Potongan bagian tubuh hewan purbakala ditemukan lagi di Desa Banjarejo, Grobogan saat membuat sumur gali. (MuriaNewsCom/Dani Agus)

MuriaNewsCom, Grobogan –  Potongan bagian tubuh hewan purbakala kembali ditemukan di Desa Banjarejo, Grobogan. Diperkirakan, fosil ini berasal dari potongan tubuh gajah purba yang usianya sekitar 500 ribu – 1 juta tahun.

“Hampir bisa dipastikan, fosil yang ditemukan adalah bagian tubuh gajah purba. Untuk sementara, baru bagian kaki yang ketemu,” kata Kades Banjarejo Ahmad Taufik.

Fosil tersebut ditemukan di tegalan milik Mbah Rusdi (70), warga yang tinggal di Dusun Kuwojo. Penemuan fosil terjadi secara tidak sengaja pada Kamis (8/6/2017).

Ceritanya, pemilik tegalan waktu itu berencana membuat sumur gali untuk menampung air buat persiapan musim kemarau. Saat menggali tanah pada kedalaman 1,5 meter, terlihat ada benda mirip tulang berukuran cukup besar.

Penemuan itu selanjutnya dilaporkan pada perangkat desa dan Komunitas Pecinta Fosil Banjarejo. Setelah dicek ke lokasi, benda yang ada dalam galian sumur itu ternyata fosil hewan purba.

“Karena ada fosil, pemilik tegalan kita minta bikin sumur di lokasi lainnya.

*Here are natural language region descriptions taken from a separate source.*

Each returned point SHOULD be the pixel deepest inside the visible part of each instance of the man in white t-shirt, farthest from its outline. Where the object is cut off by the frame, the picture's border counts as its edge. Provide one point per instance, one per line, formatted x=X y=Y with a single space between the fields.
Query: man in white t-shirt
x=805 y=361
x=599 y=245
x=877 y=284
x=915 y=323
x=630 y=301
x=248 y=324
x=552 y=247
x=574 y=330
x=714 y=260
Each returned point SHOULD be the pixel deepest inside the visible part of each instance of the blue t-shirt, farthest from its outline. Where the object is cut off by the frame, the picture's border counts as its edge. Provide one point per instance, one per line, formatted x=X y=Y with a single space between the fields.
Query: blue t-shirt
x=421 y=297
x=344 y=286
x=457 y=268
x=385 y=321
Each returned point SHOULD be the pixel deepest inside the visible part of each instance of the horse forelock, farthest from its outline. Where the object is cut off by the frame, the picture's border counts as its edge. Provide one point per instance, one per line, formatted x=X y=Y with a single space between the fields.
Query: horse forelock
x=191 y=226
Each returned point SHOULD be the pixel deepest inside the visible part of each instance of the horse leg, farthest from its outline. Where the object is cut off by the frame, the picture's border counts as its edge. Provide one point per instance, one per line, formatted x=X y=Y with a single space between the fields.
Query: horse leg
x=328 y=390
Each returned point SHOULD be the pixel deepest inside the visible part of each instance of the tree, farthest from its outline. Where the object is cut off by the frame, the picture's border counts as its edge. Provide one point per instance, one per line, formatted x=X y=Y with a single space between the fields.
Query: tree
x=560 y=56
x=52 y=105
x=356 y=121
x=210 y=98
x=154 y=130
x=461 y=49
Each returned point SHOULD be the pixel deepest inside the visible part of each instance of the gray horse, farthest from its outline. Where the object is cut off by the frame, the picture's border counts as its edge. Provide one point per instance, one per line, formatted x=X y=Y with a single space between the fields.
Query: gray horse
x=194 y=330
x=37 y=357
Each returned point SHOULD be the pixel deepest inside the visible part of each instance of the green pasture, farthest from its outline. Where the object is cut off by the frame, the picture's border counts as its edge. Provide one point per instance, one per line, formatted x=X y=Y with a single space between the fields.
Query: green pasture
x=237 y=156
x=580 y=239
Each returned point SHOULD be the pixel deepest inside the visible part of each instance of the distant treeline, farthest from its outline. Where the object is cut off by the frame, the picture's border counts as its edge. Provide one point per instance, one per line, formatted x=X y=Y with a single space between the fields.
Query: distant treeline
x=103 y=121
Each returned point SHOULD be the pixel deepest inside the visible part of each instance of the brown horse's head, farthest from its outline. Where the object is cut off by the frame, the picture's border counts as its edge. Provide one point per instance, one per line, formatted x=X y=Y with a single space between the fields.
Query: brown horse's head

Untuk diketahui, Warga Banjarejo memang biasa bikin sumur untuk tangkapan air menjelang kemarau buat persiapan tanam jagung,” jelas Taufik.

Penemuan tersebut sudah dikoordinasikan dengan pihak Museum Sangiran untuk ditindaklanjuti. Langkah awal yang dilakukan adalah memperlebar areal penggalian untuk mendeteksi kemungkinan masih ada potongan fosil lainnya yang terpendam di sekitarnya.

“Areal penggalian kita lebarkan hingga radius 5 x 6 meter. Sebelumnya, hanya 1 x 2 meter saja. Penggalian areal penemuan fosil kita lakukan malam hari karena siang puasa. Kita nunggu tim dari Sangiran yang akan datang ke sini,” imbuhnya.